Crushed dreams: doctors use drugs to heal, but in the wrong hands, drugs can wreck lives
Science World, March 8, 2004 by Laura D'Angelo
While 17-year-old Ryan Curry slept, visions of OxyContin danced in his head. Ryan was thrilled to see Oxy pills scattered under the bed, until unbearable cravings jarred him awake. New, he could see that there were no pills. Drenched in cold sweat, Ryan's body convulsed and he began a frantic search for more OxyContin.
Ryan never thought he'd become addicted to OxyContin, a powerful drug that's prescribed for people with severe pain. Like most prescription medications, when OxyContin is used for the medical reasons prescribed and taken in the dosage and form prescribed, it can ease suffering for millions of Americans. When abused, prescription drugs can push people over the edge into addiction, injury, or even death.
"Medications can be dangerous. Prescription drugs need to be taken by people who are under medical supervision," says Jerry Frankenheim, Ph.D., a pharmacologist at the National Institute on Drug Abuse (NIDA). "Drugs that are abused can change the way your brain functions for a very long time."
OxyContin, whose active ingredient is oxycodone hydrochloride, was hailed as revolutionary in 1996 when it appeared on the market. Like some other painkillers, oxycodone is an opioid. It works as heroin does, quieting pain messages by slowing the central nervous system. OxyContin is unique in that each pill releases medication over a 12-hour period. When crushed and snorted, however, the drug acts differently. Then, a day's worth of painkiller hits the user's brain at once, upsetting the normal flow of brain chemicals.
Ryan, who lives in Newport, Maine, had smoked marijuana for four years before experimenting with prescription drugs. "Pot didn't have the same kick that it used to," he says. "I was bored, looking for a thrill, and trying to be cool."
Ryan quickly got hooked on oxycodone. "I felt so euphoric--like I could be happy sitting in a trashcan in the dark somewhere," Ryan says. He turned his girlfriend on and together they joined the small number of teens who abuse OxyContin. According to NIDA, 4 percent of high school seniors reported using OxyContin in 2002, along with 3 percent of 10th-graders and 1.3 percent of 8th-graders.
Ryan quit college to work for an electrician to earn cash to buy pills. He began to use more and more OxyContin. "When I had pills, I'd feel like a king," he says. Ryan was building a physical tolerance for the drug and needed more to avoid going through withdrawal. "I'd wake up and snort 30 or 40 milligrams of Oxy--not to get high, but to feel normal, not sick." Over the next two years, Ryan went from that first 20-milligram rush to a 240-milligram-a-day habit.
Opioids that are abused can take over the emotional center of the brain called the limbic system. Craving for the drug replaces other Craving for pleasures like food, friends, and achievement. "The drug becomes the most important thing in people's lives," Frankenheim says.
Ryan's mom had pleaded with him to get help, but Ryan denied ec was doing drugs. Finally, Ryan hit bottom when his girlfriend left him. He let his mom take him to a drug treatment center.

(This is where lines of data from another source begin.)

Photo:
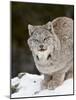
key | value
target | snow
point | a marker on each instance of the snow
(29, 86)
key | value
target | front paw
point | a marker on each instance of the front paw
(44, 85)
(53, 84)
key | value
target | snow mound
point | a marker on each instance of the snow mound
(29, 86)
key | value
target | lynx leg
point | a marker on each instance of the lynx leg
(44, 83)
(57, 80)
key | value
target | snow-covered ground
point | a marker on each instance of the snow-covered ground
(29, 86)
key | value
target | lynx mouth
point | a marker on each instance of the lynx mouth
(49, 56)
(42, 50)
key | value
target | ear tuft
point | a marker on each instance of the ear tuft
(30, 28)
(49, 25)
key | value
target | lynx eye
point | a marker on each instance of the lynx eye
(36, 40)
(47, 38)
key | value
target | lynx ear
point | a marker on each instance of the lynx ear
(49, 26)
(31, 29)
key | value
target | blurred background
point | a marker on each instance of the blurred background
(23, 14)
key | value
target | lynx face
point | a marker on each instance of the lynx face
(44, 44)
(41, 41)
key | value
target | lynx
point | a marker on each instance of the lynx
(52, 49)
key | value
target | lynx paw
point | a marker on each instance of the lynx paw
(44, 85)
(53, 84)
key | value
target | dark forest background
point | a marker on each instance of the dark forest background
(23, 14)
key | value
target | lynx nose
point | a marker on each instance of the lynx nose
(41, 46)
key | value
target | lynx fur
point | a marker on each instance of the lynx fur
(52, 49)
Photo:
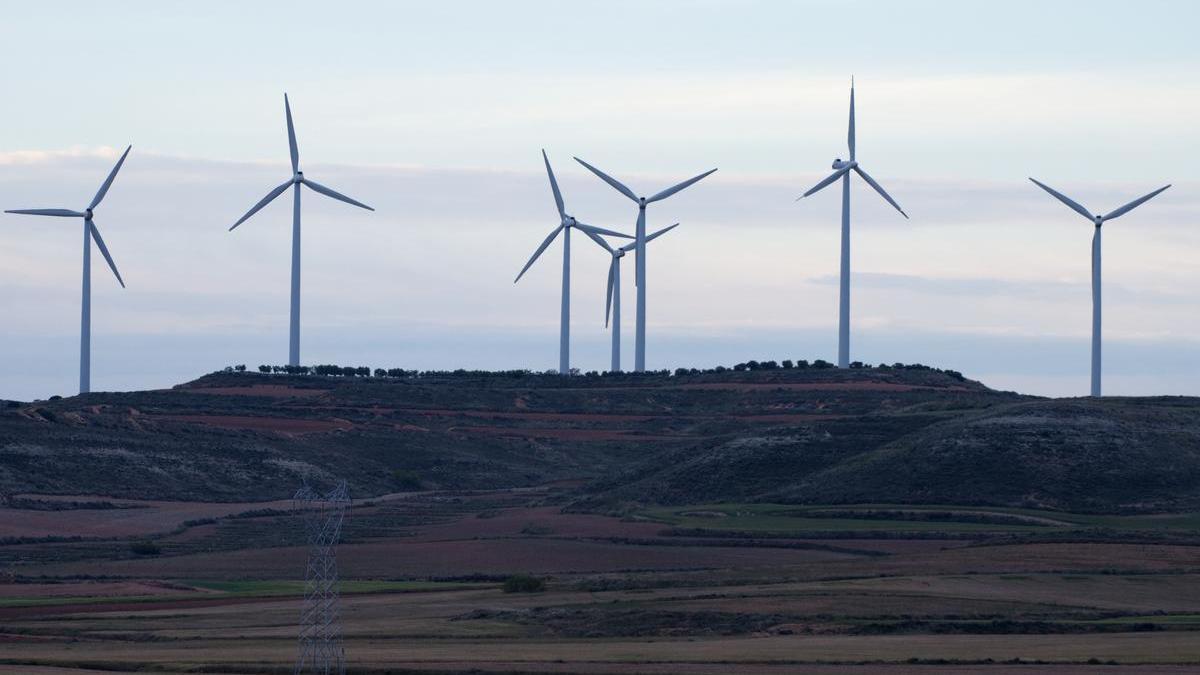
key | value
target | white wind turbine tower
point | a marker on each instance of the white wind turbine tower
(89, 233)
(640, 246)
(841, 169)
(295, 181)
(1098, 221)
(612, 305)
(565, 222)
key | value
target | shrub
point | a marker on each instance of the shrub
(523, 584)
(145, 548)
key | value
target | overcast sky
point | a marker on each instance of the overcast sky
(436, 113)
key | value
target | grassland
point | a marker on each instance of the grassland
(720, 587)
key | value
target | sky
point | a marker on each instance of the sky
(435, 113)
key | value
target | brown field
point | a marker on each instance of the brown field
(624, 596)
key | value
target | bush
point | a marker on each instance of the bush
(523, 584)
(406, 479)
(145, 548)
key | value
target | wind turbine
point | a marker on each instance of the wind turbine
(295, 181)
(565, 222)
(1098, 221)
(89, 233)
(612, 305)
(640, 246)
(841, 169)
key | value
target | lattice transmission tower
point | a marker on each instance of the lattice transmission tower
(321, 625)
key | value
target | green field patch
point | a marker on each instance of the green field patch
(903, 518)
(269, 589)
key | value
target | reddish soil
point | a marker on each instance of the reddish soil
(401, 559)
(23, 613)
(93, 589)
(546, 521)
(151, 517)
(285, 425)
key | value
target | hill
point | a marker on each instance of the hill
(792, 436)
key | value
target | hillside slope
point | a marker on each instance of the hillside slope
(802, 436)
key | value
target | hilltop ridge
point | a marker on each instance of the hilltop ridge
(813, 435)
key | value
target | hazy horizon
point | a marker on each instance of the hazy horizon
(442, 132)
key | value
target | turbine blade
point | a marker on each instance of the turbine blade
(1065, 199)
(61, 213)
(333, 193)
(103, 250)
(880, 190)
(262, 203)
(1133, 204)
(598, 239)
(660, 233)
(821, 185)
(538, 252)
(850, 136)
(292, 136)
(108, 181)
(586, 227)
(675, 189)
(553, 185)
(607, 308)
(617, 185)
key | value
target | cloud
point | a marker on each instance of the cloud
(430, 273)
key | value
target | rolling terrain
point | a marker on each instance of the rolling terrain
(871, 520)
(793, 436)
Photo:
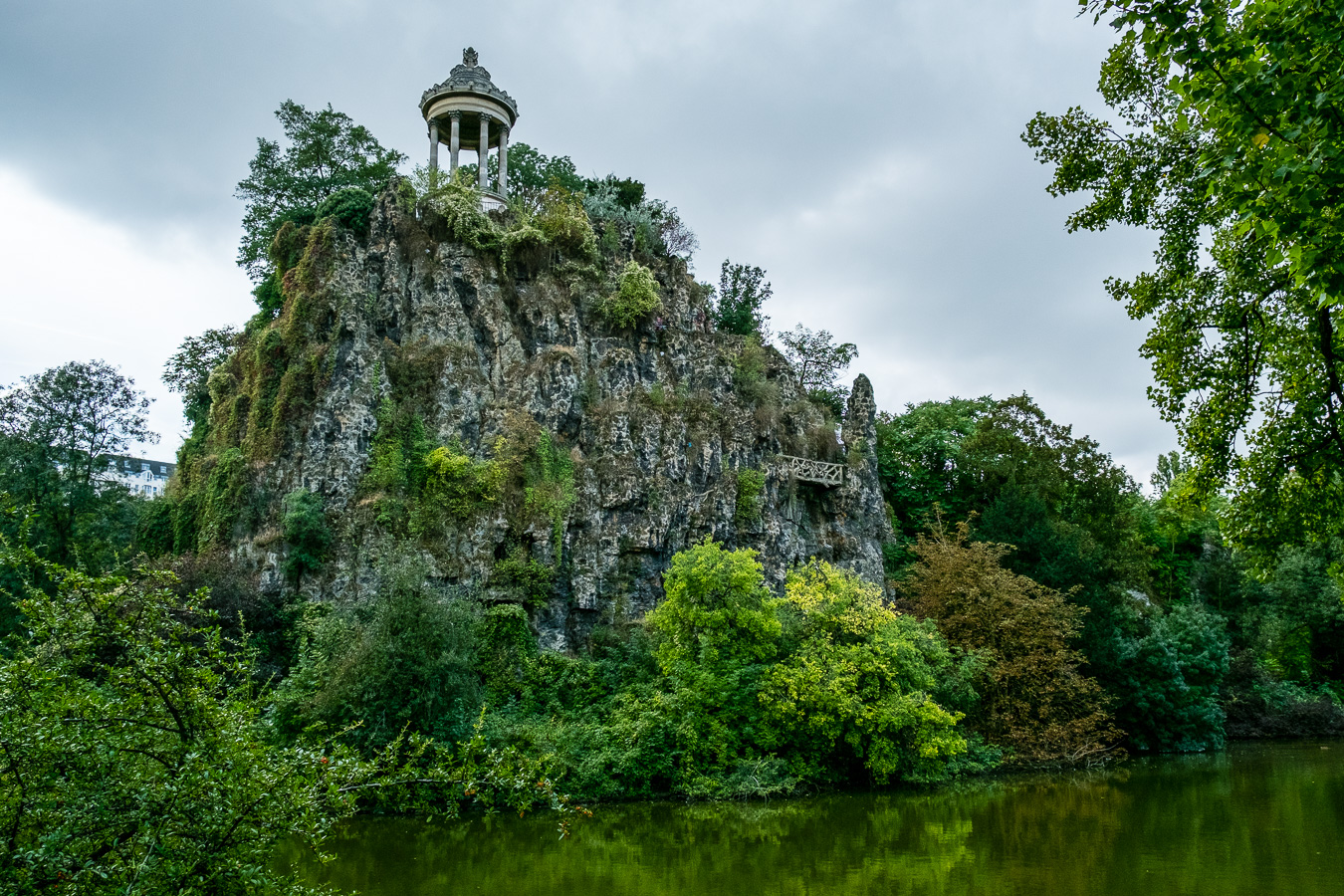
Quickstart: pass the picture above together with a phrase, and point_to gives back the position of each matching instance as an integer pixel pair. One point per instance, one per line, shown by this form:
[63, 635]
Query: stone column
[484, 154]
[454, 140]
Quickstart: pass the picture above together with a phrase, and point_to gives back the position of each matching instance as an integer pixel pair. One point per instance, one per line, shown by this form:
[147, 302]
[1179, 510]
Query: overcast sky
[866, 153]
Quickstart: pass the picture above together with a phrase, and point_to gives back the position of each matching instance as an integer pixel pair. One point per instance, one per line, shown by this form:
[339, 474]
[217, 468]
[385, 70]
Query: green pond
[1263, 818]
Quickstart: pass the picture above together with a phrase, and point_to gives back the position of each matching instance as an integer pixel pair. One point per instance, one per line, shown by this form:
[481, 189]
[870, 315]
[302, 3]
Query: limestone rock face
[660, 425]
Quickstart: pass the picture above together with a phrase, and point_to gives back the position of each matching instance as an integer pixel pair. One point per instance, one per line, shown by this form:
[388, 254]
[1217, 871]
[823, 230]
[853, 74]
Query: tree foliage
[817, 361]
[307, 534]
[131, 757]
[1229, 148]
[1036, 703]
[742, 292]
[859, 688]
[634, 299]
[187, 372]
[326, 152]
[56, 434]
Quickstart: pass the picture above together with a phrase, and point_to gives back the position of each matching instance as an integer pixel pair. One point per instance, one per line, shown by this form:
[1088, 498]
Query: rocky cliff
[452, 380]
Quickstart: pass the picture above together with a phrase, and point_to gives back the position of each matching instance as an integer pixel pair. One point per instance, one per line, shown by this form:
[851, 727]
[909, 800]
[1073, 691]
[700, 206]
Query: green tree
[307, 533]
[130, 758]
[327, 152]
[1229, 148]
[742, 292]
[56, 434]
[405, 660]
[817, 361]
[531, 173]
[187, 372]
[857, 692]
[920, 462]
[1036, 703]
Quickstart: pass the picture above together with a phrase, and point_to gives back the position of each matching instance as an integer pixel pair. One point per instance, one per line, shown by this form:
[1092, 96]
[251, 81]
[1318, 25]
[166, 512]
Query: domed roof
[468, 78]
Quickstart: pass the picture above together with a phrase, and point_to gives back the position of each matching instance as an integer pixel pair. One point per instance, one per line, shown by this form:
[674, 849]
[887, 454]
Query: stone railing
[809, 470]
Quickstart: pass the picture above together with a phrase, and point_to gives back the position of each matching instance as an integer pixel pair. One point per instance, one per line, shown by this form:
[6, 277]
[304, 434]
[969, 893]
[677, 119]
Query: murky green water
[1262, 819]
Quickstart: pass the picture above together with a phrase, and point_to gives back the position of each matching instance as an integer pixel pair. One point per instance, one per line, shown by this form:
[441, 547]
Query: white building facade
[146, 479]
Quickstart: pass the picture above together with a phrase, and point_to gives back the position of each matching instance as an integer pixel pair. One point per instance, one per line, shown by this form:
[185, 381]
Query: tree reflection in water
[1256, 819]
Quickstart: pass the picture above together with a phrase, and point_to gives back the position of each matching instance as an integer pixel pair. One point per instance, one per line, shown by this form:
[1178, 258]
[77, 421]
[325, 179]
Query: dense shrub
[742, 292]
[1171, 681]
[351, 207]
[856, 691]
[406, 660]
[304, 524]
[636, 297]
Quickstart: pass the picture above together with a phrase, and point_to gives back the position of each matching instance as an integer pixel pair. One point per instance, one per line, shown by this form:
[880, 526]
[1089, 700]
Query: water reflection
[1256, 819]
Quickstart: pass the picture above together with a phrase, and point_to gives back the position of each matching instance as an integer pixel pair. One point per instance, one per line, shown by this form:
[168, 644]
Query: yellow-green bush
[634, 299]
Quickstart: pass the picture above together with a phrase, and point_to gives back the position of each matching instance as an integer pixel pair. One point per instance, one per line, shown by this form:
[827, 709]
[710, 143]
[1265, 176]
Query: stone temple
[469, 111]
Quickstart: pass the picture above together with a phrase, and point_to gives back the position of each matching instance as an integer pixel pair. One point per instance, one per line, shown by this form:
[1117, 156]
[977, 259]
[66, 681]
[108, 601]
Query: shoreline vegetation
[164, 722]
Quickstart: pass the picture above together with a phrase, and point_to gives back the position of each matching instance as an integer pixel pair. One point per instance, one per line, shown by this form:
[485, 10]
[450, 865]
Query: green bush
[405, 661]
[530, 579]
[857, 689]
[456, 485]
[306, 530]
[351, 207]
[750, 491]
[1172, 676]
[742, 292]
[636, 297]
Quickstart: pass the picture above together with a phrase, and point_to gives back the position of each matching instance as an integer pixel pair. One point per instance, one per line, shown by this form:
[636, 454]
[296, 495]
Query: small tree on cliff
[742, 292]
[817, 360]
[327, 152]
[56, 434]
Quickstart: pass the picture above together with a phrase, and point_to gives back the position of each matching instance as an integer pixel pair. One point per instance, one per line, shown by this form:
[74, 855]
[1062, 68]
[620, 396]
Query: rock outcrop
[667, 433]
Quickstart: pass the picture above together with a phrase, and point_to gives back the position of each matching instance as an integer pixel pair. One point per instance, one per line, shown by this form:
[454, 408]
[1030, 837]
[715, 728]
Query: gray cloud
[866, 153]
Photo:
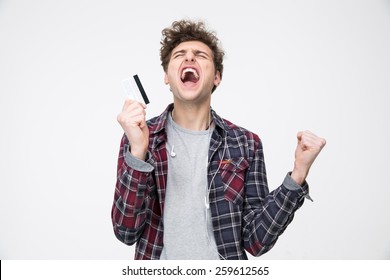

Ryan has finally kicked his addiction to OxyContin. He has been drug-free for six months. As treatment, he attends weekly counseling sessions, where he deals with intense feelings that were turned off by Oxy. "Drugs short-circuit the brain," Frankenheim explains.
"When a person comes off the drug and the brain starts coming back to normal, it can feel like a rebirth."
True, says Ryan, who sometimes feels like a beginner in his own life. "I cry at movies I've seen before. Yesterday, I put a grape in my mouth and spit it out because it tasted more bitter than I remembered."
"I feel sad that I lost those years of my life and would give anything to get them back," Ryan says. "But now I have a life other than drugs, I'm taking college classes. I have clean friends and support.... I actually feel.... That's a big change."
CAUTION: CENTRAL CONTROL PROBLEM
The brain controls Everything the body does. The spinal cord carries messages between the body and the brain. Together they make up the central nervous system (CNS). Some prescriptions drugs slow down, or depress, the CNS. Others speed up, or stimulate, the CNS. People who abuse CNS stimulants or depressants give control of their bodies to the drug, sometimes with dangerous consequences.
DEPRESSANTS slow messages between the body and brain.
Signals from the eyes and other senses reach the brain slowly.
Heart rate drops, leaving the body with less energizing oxygen.
Breathing rate decreases; risk of long infection rises.
Messages to muscles are slower, arms and legs can't move well.
RESULTS: The body can't sense--or respond to--danger quickly.
STIMULANTS create fake messages in the brain, telling the body that it's under stress.
Blood to skin decreases; the body is less able to cool itself. Overheating is a risk,
Heart rate speeds up. Blood vessels to the heart constrict.
The liver releases sugar into the blood, reducing the body's energy stores.